Why is the helmholtz free energy minimized?

Question

I don't quite understand the principle of minimum energy despite having read the derivation on Wikipedia.

I think I got lost when the free energy was defined as $A= \max_S{\left(U-TS\right)}$, because I don't know why is the max there.

Answer 1

Here's an alternative derivation to show that Helmholtz energy will be minimized.

Consider the fact that by the second law of thermodynamics, the total entropy $S$ of the universe must increase. That is, the sum of all entropies has the relationship

$$ dS_{\rm universe} = dS_{\rm sys} + dS_{\rm surr} \geq 0,$$

where 'sys' and 'surr' represent ours system and surrounds respectively. Hold this result for the moment.
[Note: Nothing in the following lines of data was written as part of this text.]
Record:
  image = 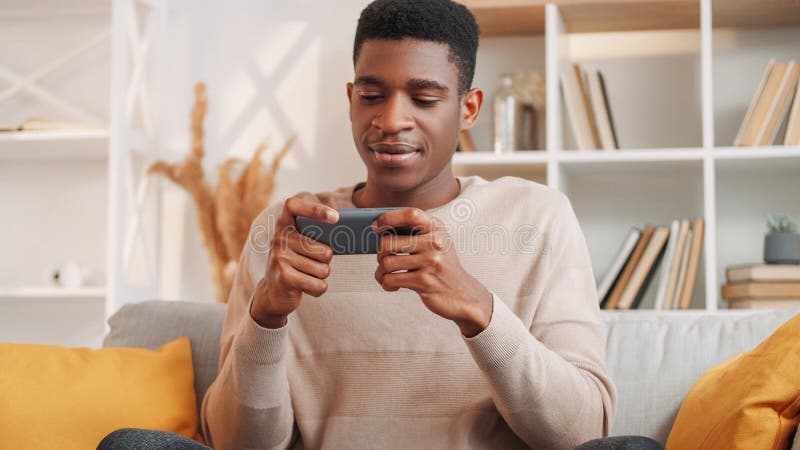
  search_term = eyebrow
[354,75,450,92]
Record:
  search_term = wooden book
[597,227,642,308]
[653,219,681,309]
[783,74,800,145]
[733,59,775,146]
[669,228,693,309]
[722,282,800,300]
[606,224,655,309]
[725,264,800,283]
[756,61,800,145]
[617,226,669,309]
[679,219,705,309]
[561,67,595,150]
[586,69,618,150]
[742,63,788,146]
[572,64,600,150]
[661,219,689,309]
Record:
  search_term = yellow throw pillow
[667,315,800,450]
[0,336,198,450]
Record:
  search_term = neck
[352,170,461,211]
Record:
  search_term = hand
[250,192,339,328]
[372,208,492,337]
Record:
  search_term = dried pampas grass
[148,82,295,303]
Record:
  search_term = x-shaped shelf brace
[121,1,159,285]
[0,29,111,123]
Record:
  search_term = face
[347,39,483,192]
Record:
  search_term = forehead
[355,39,458,88]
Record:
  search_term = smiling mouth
[368,142,420,155]
[367,143,421,167]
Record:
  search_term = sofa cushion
[0,337,200,450]
[103,300,227,426]
[602,308,800,444]
[667,315,800,449]
[103,301,800,444]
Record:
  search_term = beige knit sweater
[201,176,616,449]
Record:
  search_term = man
[98,0,664,449]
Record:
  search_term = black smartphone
[295,207,416,255]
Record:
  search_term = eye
[414,98,439,107]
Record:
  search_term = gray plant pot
[764,232,800,264]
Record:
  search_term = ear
[347,83,353,104]
[461,88,483,131]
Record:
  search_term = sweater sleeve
[464,193,616,449]
[200,204,297,450]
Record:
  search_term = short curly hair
[353,0,479,96]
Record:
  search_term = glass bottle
[494,74,522,154]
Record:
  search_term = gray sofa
[103,301,800,450]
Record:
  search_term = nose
[372,95,414,134]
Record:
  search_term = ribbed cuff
[462,292,530,369]
[233,296,289,365]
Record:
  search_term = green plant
[767,214,797,233]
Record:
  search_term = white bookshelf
[453,0,800,311]
[0,130,108,160]
[0,0,110,347]
[0,286,106,304]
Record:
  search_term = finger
[373,208,439,234]
[278,262,328,297]
[278,192,339,227]
[377,231,454,261]
[375,255,425,277]
[286,231,333,264]
[282,246,331,280]
[378,234,425,261]
[379,271,423,292]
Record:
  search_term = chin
[370,168,424,192]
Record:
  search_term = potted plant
[764,214,800,264]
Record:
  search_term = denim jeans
[97,428,664,450]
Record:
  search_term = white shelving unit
[0,130,108,160]
[454,0,800,311]
[0,0,110,347]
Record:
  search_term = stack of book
[733,59,800,146]
[722,264,800,309]
[561,64,619,150]
[597,219,705,309]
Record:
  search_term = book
[728,297,800,309]
[653,219,681,309]
[678,219,705,309]
[606,224,655,309]
[662,219,690,309]
[783,73,800,145]
[755,61,800,145]
[597,227,642,307]
[725,264,800,282]
[586,69,619,150]
[561,67,595,150]
[722,282,800,300]
[617,226,669,309]
[572,64,600,150]
[733,59,775,146]
[741,62,789,146]
[669,228,694,309]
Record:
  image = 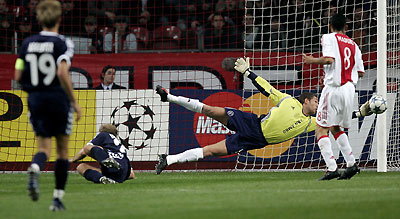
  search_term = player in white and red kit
[303,14,364,180]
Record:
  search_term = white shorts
[316,82,355,128]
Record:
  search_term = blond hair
[36,0,61,28]
[99,124,118,137]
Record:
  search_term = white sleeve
[321,34,335,58]
[125,33,137,51]
[103,33,112,52]
[355,44,365,72]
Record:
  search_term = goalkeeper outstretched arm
[234,57,289,105]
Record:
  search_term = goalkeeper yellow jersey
[249,72,316,144]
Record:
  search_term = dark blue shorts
[225,107,268,154]
[101,158,131,183]
[28,91,74,137]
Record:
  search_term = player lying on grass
[71,124,135,184]
[156,58,376,174]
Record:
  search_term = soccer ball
[111,100,157,150]
[369,95,387,114]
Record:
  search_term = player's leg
[50,134,69,211]
[76,163,117,184]
[331,126,360,180]
[315,126,340,180]
[28,136,51,201]
[83,144,120,169]
[156,140,228,174]
[156,85,228,126]
[330,126,356,167]
[331,82,360,179]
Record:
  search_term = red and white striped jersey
[321,33,364,87]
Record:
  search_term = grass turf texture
[0,171,400,219]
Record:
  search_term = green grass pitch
[0,171,400,219]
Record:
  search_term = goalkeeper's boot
[319,169,340,180]
[156,85,168,102]
[338,164,361,180]
[156,154,168,174]
[49,198,65,211]
[100,157,121,170]
[100,176,117,184]
[27,167,40,201]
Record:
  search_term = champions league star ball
[369,95,387,114]
[110,100,157,150]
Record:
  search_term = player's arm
[234,57,289,105]
[14,58,24,82]
[70,148,87,162]
[303,53,335,65]
[128,168,135,179]
[57,60,82,121]
[352,100,373,119]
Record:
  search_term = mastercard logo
[193,92,293,158]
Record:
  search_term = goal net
[236,0,400,169]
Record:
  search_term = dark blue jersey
[18,31,74,93]
[88,132,131,183]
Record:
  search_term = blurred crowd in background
[0,0,377,54]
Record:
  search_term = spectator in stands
[204,13,239,49]
[239,13,260,49]
[104,16,137,53]
[17,0,40,39]
[80,16,103,54]
[170,0,198,31]
[130,0,172,31]
[60,0,82,36]
[0,0,15,52]
[261,17,286,50]
[88,0,120,26]
[352,6,369,52]
[95,65,126,90]
[192,0,217,28]
[215,0,245,28]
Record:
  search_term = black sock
[54,159,69,190]
[31,152,47,170]
[90,147,108,162]
[83,169,103,183]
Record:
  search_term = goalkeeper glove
[356,100,372,117]
[234,57,250,77]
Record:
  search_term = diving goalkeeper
[156,58,370,174]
Recall the thermodynamic identity $dU = TdS-PdV+\mu dN$, and recognize that for constant volume and number of particles,

$$ dS_{\rm surr} = \frac{dU_{\rm surr}}{T} = - \frac{dU_{\rm sys}}{T}. $$

Note that the last equality comes from the first law: energy is conserved, so $dU_{\rm surr} = -dU_{\rm sys}$. Then, plugging this into our earlier result and multiplying by $T$, we have

$$ dS_{\rm universe} = dS_{\rm sys} + dS_{\rm surr} = dS_{\rm sys} - \frac{dU_{\rm sys}}{T}$$ $$ \rightarrow TdS_{\rm universe} = TdS_{\rm sys} - dU_{\rm sys}.$$

Now the proper definition for Helmholtz free energy is $F = U - TS$, so for constant temperature, $dF = dU - TdS = -(TdS-dU)$. We can plug this into our last result as

$$ T dS_{\rm universe} = - dF_{\rm sys} $$

and finally

$$ dS_{\rm universe} = - \frac{dF_{\rm sys}}{T}.$$

Note that in order to maximize the entropy in the universe, you have make the Helmholtz free energy as negative as possible (negative, but large magnitude).